APOS: China’s Booming Streaming Market is Opening to Specialty Platforms

The transformation of China’s video market is creating opportunities for new specialty players, as well as driving up content acquisition prices, says Thomas Hui, COO at CMC Holdings.

Those trends are informing a portfolio consolidation at CMC Holdings’ parent company, China Media Capital. CMC has been a pioneering media investor in China, and includes Warner Bros. and WPP among its backers.

“The big three OTT players (Alibaba’s Youku, Tencent Video, and Baidu’s iQIYI) are all doing well, increasing subscriber numbers, and advertising revenues. And as a consequence, all are investing more in content,” said Hui, speaking Wednesday at the APOS conference in Indonesia.

“Specialty and short form content platforms are gaining traction both with viewers and in the capital markets,” said Hui. Leaders in the new sector are: Bilibili, which is focused on animation content; PPTV, which specializes in sports and is actively adding to its collection of rights; and Douyu TV, which is dedicated to games and the fans that watch the top players. Bilibili recently completed an IPO on the NASDAQ stock market in the U.S. Its current market capitalization is $3.11 billion.
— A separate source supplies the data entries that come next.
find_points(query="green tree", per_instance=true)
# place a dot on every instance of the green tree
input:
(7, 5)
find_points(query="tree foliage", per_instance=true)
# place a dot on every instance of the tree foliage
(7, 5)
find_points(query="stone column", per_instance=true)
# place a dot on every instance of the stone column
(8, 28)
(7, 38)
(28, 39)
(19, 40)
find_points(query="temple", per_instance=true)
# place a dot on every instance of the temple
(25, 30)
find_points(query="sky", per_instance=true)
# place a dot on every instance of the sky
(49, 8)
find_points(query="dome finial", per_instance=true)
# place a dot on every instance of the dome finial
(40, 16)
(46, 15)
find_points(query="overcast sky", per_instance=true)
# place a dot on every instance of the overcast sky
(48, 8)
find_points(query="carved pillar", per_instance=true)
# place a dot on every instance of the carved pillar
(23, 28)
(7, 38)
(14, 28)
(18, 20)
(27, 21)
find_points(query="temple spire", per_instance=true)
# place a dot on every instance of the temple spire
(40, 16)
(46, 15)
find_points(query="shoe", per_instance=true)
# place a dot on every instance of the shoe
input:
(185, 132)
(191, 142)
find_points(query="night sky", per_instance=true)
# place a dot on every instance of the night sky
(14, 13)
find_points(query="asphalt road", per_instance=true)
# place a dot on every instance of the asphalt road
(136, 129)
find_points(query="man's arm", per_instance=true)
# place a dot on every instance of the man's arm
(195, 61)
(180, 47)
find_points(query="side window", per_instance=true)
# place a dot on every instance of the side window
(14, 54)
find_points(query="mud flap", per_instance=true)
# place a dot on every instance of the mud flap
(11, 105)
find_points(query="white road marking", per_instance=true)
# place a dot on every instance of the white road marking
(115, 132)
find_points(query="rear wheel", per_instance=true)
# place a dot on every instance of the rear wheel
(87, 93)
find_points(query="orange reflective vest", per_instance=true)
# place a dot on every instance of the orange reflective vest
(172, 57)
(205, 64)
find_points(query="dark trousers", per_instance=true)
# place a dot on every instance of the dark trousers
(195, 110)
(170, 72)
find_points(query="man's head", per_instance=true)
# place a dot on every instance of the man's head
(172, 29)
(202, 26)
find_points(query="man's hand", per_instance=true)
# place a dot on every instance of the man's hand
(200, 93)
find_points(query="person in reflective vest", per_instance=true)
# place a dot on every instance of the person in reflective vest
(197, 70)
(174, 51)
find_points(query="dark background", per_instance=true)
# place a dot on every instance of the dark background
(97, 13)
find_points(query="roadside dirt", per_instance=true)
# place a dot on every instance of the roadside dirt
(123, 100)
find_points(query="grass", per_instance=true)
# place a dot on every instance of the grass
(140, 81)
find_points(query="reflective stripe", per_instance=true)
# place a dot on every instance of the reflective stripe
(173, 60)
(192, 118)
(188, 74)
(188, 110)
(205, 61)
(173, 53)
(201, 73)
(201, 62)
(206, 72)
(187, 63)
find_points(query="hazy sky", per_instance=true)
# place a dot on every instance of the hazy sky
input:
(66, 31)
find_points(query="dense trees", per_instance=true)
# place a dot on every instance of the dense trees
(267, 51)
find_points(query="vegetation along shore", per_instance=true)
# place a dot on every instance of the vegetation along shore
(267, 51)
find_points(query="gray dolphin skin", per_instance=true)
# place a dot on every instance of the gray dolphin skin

Hui said that CMC’s portfolio is consolidating in three areas: content production; specialized online platforms; and live event management. CMC now has stakes in Daylight Entertainment, TVB, The Voice of China in content production; speciality OTT platforms including Bilibili, and Pear Video; and CMC Live, Legoland Park China in the live events sector.

“The Baidu-, Alibaba- and Tencent-backed OTT companies are edging aside the traditional TV companies,” said Hui. “They have broad reach, and they are producing premium content in order to drive conversion to subscription. The prices they are paying per episode is RMB10-15 million ($1.6 million to $2.4 million), that is two or three times what they were spending just two years ago.”

That content remains largely China-focused and has not developed much of an export market to date.
“There must come a day when this happens. It has not happened as quickly as we wanted, despite better production values in China. China’s internal growth has been a distraction,” said Hui. “And incumbent forces are strong. We still have an older generation of Chinese artists. We need a new generation Jackie Chan or Andy Lau in order to achieve mass (international) appeal,” Hui said.